Wer bis anhin mit normalen Teigwaren sein Leben versüsste wird am Anfang ratlos der neuen Materien gegenüber stehen. Deshalb hier ein paar Tipps und Tricks:-). Es gibt verschiedene Anbieter von glutenfreien Teigwaren/Pasta, die sich geschmacksmässig zum Teil stark voneinander unterscheiden. Einfach mal durchprobieren.

A) Zeit

Das A und O ist die Einhaltung der Zeitangabe auf der Packung. Klingt vielleicht ein bisschen banal. Man hat es ja so im Gefühl, wie die Teigwaren aussehen und schmecken wenn sie gar sind – also die bis anhin normalen Pasta. Die Glutenfreien sehen ja so anders aus, weisser oder gelber, je nach Sorte. Also, Packung lesen  lesen und Timer stellen.

B) genügend Wasser

Ist nicht bei allen Sorten wichtig, doch bei Spaghetti ganz wichtig! Nehmt also eine wirklich grosse Pfanne.

C) sauber arbeiten

Die Pfanne darf keine Rückstände von anderen, glutenhaltigen, Teigwaren haben. Ebenso das Abtropfsieb. Wir haben eines, das ich nur für die glutenfreien Teigwaren benutze, so kann ich sicher gehe dass es sauber ist. Manchmal kochen wir zwei verschiedene Sorten, damit keine Verwechslungen passieren lege ich die Gabel (dient zum rühren in der Pfanne, damit die Teiler nicht zusammen kleben) direkt neben die Pfanne!
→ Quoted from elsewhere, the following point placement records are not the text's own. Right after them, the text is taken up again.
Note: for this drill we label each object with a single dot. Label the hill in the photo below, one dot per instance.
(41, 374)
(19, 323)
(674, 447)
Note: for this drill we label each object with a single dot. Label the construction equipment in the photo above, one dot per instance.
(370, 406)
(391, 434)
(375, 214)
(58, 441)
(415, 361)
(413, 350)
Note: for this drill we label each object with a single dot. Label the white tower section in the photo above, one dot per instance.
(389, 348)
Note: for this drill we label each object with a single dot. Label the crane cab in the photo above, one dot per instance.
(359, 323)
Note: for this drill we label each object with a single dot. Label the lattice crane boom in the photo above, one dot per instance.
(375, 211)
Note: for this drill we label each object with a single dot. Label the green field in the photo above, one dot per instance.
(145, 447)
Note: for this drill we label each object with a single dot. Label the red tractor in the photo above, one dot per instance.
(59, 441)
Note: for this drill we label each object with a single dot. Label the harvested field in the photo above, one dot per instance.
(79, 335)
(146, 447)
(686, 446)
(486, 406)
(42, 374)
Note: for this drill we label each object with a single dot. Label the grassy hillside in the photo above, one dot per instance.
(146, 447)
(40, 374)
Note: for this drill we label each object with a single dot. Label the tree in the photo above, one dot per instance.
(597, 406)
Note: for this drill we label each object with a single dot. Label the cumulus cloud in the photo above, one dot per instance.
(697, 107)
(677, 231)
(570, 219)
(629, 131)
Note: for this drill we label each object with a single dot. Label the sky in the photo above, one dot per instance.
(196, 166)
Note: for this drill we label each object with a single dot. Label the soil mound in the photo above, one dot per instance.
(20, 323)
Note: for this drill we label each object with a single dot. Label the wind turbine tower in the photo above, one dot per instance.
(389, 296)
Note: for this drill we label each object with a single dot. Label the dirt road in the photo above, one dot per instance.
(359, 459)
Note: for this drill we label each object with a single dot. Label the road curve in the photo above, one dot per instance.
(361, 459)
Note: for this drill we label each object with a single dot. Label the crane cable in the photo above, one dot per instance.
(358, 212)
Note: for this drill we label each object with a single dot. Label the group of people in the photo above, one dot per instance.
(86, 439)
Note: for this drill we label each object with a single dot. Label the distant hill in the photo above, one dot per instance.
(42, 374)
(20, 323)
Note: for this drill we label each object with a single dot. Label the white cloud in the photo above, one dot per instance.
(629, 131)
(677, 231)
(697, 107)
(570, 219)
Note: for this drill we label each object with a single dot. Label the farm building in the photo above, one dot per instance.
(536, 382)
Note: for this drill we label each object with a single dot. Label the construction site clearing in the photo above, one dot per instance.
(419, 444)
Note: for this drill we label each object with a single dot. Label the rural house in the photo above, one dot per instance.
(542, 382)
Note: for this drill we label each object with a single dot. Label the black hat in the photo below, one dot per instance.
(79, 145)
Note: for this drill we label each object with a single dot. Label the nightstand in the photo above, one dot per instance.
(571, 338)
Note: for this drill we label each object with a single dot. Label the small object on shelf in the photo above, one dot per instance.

Und wenn ich mir nicht mehr sicher bin welche ich jetzt verwendet habe, sofort eine frische. Dem Geschirrspüler sei Dank muss ich ja nicht an Besteck sparen. Lieber einmal etwas vorsichtiger als später bereuen.

D) abspülen

mit heissem Wasser. Genau, mit heissem! Sonst werden die Teigwaren/Pasta gleich Gummi und fast ungeniessbar. Auch hier, zuerst die GF Pasta abspülen, oder zwei Siebe verwenden. Ansonsten passiert hier eine Kontamination. Ich habe so ein grünes Silikon Schlabberteil  das ich nur für GF Pasta verwende. Das lässt sich auf die meisten Pfannen aufsetzen und passt auf verschiedene Pfannengrössen.

E) Reste

verwerten ist schwer. Sie lassen sich noch einmal kurz aufwärmen indem man ein bisschen Wasser zugibt und sie damit aufkocht. Einfrieren oder braten geht nur auf Kosten bröseliger Pasta und starker Geschmacksverschlechterung.

en Guete!

wir machen mal auf Wild


Einmal im Jahr, im Winter, geniessen mein Mann und ich Wild. Dabei orientieren wir uns gerne an den Aktionen im Laden denn selber gekocht habe ich das noch nie. Spätzle, Maroni glasieren schon, nur Wild/Pfeffer bis jetzt nicht. Denn von uns 6 Nasen mögen nur wir zwei Wild essen, den Mädels riecht es etwas zu streng, oder vielleicht haben sie auch zu fest Mitleid mit den armen Rehen. Tatsache ist aber, dass wir in der Schweiz den Wildbestand regulieren müssen, die Tiere haben also ein freies Leben. Unserer Grossen aber wollte ich das mal ermöglichen, mit gutem Erfolg!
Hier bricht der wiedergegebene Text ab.